3/6/13

Arcadia a Trippy Novel of the 60s and Beyond

Arcadia (2012)
Lauren Groff
Voice 978-1401341909
* * * *

Few groups have been as maligned, romanticized, or misunderstood as 1960s-era hippies. Were they the embodiment of narcissistic individualism, a collective nightmare, or the nation’s last shot at redemption? Did their demise mark the dawning of sanity, or was it a society-wide surrender to the logic of self interest, greed, and dehumanization? Do we call a world without collective dreams “realistic,” or “tragic?” In her second novel, Lauren Groff grapples with such questions in before and after snapshots. The first part of the book is set in an undisclosed section of New York, where idealistic young people are determined to make the world anew in a commune known as Arcadia. (Internal clues suggest she’s located Arcadia someplace near Ithaca, which would make sense, as Groff grew up in Cooperstown and the Finger Lakes region was a hotbed for communalism.) We witness the life and death of a community as it emerges from a small band of rugged idealists living for years in buses, impromptu shelters, and sheds to a large community that restores and dwells in a rambling mansion, has become self sufficient, and stands as a beacon for other dreamers: in both good ways and bad.

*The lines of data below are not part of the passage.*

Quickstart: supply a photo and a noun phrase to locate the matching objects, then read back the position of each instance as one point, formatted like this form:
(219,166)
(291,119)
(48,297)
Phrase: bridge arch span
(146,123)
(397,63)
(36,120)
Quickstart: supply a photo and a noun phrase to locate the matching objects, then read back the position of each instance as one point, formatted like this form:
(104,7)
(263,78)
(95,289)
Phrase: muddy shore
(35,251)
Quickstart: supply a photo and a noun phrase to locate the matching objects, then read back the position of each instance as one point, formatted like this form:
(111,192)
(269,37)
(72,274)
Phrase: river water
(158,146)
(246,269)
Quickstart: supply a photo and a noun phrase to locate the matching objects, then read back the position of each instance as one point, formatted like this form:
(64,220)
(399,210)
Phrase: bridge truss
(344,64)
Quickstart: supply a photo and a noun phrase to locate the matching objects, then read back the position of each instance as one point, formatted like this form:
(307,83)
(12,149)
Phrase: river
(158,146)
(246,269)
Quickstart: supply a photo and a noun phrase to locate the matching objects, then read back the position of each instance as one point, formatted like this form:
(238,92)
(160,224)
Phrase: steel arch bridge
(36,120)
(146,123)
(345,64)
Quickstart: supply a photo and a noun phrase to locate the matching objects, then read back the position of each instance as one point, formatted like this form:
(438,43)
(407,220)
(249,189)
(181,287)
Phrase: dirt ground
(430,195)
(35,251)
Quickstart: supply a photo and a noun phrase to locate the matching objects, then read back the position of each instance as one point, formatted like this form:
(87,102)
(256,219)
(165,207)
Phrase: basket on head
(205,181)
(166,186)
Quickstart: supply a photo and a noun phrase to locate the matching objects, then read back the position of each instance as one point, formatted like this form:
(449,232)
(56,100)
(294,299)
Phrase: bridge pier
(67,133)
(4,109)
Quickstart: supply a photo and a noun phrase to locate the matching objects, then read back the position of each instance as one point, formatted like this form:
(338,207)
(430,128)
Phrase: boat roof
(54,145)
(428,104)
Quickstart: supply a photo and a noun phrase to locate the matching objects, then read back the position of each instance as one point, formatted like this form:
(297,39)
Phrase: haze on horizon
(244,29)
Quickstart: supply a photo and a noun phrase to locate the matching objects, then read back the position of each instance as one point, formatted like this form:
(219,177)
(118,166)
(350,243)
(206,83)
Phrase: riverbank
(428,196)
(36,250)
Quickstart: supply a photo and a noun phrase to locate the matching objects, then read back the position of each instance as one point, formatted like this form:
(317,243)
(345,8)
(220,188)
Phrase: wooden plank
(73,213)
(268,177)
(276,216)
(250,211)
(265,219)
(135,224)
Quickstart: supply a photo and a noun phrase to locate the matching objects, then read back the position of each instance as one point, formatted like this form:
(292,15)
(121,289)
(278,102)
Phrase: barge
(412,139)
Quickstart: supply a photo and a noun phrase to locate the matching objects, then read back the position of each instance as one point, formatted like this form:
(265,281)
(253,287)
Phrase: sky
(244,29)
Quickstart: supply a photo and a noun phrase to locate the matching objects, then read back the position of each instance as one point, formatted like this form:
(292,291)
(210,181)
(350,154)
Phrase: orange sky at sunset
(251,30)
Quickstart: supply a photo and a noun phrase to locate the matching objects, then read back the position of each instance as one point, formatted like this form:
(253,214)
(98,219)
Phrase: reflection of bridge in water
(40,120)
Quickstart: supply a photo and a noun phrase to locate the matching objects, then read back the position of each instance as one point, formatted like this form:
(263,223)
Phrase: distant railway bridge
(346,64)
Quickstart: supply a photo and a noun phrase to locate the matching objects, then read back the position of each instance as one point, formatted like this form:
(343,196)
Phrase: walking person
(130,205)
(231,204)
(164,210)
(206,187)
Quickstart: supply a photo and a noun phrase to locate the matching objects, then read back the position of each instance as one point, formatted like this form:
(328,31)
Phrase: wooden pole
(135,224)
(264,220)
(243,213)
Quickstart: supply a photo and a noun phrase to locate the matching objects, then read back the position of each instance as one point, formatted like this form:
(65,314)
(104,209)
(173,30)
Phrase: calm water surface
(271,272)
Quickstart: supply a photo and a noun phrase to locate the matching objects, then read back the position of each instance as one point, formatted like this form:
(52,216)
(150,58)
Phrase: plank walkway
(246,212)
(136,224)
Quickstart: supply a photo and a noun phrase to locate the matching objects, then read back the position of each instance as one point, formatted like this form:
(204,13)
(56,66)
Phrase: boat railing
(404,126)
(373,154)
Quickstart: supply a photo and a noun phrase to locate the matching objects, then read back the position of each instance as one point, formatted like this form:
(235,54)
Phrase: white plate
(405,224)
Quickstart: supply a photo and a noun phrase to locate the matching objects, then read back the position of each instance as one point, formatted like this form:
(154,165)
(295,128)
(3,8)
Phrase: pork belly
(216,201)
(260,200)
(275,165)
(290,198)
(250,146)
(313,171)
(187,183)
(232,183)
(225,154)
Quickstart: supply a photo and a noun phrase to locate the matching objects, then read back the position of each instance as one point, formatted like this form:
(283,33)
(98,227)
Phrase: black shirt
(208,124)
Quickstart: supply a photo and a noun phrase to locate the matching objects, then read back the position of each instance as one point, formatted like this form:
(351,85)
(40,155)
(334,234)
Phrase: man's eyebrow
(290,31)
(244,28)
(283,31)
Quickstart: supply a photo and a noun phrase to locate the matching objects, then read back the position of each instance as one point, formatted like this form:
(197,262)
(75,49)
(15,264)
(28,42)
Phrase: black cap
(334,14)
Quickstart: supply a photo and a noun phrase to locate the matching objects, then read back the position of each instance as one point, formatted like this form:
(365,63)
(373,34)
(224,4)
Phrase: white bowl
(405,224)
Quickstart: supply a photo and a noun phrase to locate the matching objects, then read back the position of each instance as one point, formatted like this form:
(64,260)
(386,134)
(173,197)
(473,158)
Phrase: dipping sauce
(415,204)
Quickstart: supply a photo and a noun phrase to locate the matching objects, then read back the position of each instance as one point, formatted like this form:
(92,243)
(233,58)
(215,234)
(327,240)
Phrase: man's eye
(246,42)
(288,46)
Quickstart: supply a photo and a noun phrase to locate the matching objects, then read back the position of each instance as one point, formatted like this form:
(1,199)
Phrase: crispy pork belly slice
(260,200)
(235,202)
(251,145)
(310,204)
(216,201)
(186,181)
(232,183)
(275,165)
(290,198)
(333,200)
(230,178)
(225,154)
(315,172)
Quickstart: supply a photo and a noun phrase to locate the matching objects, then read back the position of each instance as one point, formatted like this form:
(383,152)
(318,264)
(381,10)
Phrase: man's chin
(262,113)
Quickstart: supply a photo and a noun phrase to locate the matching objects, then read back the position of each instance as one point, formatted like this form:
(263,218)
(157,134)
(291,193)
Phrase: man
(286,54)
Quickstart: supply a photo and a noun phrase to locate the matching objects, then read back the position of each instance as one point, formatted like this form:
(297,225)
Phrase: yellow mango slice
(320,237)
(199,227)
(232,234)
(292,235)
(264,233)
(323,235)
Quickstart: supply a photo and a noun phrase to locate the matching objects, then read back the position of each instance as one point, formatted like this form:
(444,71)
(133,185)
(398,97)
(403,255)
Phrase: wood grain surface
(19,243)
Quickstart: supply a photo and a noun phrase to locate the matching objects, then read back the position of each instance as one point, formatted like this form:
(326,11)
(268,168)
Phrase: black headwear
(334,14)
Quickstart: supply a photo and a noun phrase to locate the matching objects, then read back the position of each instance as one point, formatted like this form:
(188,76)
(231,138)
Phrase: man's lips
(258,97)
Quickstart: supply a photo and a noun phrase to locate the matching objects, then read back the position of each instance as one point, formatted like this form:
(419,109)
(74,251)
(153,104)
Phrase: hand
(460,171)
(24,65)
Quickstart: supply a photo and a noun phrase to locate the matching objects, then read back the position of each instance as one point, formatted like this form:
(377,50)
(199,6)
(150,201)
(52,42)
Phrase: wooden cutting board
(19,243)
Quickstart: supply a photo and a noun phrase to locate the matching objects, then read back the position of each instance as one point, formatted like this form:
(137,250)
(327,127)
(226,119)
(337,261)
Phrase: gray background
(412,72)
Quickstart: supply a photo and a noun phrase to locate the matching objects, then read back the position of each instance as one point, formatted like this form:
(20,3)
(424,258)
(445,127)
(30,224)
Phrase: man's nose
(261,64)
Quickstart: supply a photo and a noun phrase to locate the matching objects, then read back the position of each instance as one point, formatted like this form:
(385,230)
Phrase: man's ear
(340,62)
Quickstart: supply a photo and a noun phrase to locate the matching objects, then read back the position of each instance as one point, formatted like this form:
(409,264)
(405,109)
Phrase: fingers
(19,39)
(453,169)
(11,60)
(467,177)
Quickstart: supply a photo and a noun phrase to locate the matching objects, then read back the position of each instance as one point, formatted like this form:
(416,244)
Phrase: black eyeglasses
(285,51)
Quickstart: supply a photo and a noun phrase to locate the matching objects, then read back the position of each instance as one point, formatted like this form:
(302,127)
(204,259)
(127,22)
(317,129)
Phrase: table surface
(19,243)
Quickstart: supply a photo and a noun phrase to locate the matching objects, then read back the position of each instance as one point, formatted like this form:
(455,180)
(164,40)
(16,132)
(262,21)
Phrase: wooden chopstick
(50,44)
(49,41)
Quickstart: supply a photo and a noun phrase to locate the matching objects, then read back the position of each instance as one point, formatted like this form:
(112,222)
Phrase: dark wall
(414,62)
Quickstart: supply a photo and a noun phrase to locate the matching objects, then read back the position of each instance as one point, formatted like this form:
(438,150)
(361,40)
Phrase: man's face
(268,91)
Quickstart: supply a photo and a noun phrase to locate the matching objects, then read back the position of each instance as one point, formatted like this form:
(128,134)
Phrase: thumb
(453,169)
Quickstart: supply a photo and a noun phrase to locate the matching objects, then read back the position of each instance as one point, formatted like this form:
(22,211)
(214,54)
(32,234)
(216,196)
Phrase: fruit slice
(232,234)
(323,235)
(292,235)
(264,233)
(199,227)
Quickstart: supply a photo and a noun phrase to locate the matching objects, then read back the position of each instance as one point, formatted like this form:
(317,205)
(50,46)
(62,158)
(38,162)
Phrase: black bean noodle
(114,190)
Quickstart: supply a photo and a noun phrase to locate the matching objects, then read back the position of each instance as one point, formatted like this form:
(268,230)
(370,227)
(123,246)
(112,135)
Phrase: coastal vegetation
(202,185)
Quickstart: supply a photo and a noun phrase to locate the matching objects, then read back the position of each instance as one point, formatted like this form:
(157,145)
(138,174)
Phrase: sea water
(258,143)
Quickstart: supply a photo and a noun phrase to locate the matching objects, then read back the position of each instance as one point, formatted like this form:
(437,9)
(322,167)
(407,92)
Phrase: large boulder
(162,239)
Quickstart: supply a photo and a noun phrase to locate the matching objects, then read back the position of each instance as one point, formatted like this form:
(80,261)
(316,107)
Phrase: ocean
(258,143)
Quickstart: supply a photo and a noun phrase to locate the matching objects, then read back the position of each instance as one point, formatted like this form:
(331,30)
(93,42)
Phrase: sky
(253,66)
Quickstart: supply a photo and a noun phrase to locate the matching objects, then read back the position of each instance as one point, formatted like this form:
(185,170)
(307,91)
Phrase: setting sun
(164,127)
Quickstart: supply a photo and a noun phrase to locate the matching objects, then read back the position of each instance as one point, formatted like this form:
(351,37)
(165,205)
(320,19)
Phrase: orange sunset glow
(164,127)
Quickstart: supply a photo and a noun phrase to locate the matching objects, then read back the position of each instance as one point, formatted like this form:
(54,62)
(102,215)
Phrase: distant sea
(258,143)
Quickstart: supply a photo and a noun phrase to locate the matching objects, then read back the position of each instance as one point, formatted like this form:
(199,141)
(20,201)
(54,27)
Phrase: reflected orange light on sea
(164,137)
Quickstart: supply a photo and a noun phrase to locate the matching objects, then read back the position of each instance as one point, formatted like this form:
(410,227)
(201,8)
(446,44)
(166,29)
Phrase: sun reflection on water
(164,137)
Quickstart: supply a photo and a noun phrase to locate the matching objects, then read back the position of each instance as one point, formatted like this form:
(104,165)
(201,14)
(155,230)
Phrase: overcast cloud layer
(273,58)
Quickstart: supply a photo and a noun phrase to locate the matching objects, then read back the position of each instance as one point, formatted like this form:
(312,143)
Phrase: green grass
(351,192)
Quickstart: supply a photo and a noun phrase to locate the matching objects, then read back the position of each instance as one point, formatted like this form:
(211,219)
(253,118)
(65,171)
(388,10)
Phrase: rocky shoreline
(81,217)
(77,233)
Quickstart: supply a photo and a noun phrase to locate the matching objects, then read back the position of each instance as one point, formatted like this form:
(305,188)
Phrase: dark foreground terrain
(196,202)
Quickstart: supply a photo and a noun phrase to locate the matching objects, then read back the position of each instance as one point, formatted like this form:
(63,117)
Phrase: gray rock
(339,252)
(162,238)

Arcadia is, depending on one’s point of view, either a countercultural Woodstock-like utopia where drugs, music, casual sex, veganism, and personhood flourish, or a Brueghel-like hell of poverty, immorality, and foolishness. Among the many questions: Is it the sort of place where kids should grow up? The commune’s unofficial leader is Handy, a somewhat older gadabout, rock musician, poet, and homespun philosopher who may be a tribal elder, or might be a passive-aggressive egomaniac and charlatan that parasitically sucks sustenance and esteem from others. But the book really centers on “Bit,” the diminutive son of ponytailed carpenter Abe and his bourgeois-turned-earth mother partner Hannah. Bit—as in a “just a little bit of a hippie”—grows up wild and free on the commune. It’s the only life he knows, and things such as meat or encountering an old woman living in the woods throw him for a loop. As he begins to grow older, he’s really thrown for a loop by Helle, the daughter of Handy and one of his two wives, Astrid.  Like many things in the book, it’s not always clear if Bit is enjoying a golden childhood free of the hang-ups that damage a lot of kids, or is being set up for failure on a grand scale. And that’s really the question that looms over the entire commune.

Neil Young recently pondered whether 60s ideals were just “a dream/Only a dream/And it’s fading now/Fading away…Just a memory without anywhere to stay.” Groff begins her story sometime in the late 1960s and propels it forward to the year 2018. That’s plenty of time for utopian dreams to unfold, to sour, to morph, and for people to die or move on. It’s time for Bit to develop an independent self, go to college, have relationships, and build a life as a photographer and professor off the commune. And which self will be happier, the one traipsing through the trippy world of Arcadia, or the one bumped and bruised by life in the mainstream? What is this thing we call “reality,” and should we desire it? In essence, Arcadia asks the eternal question of whether we should live in the moment, wallow in regret for paths not taken, show disdain for the present, hope for the future, or seek a return to some sort of metaphorical womb.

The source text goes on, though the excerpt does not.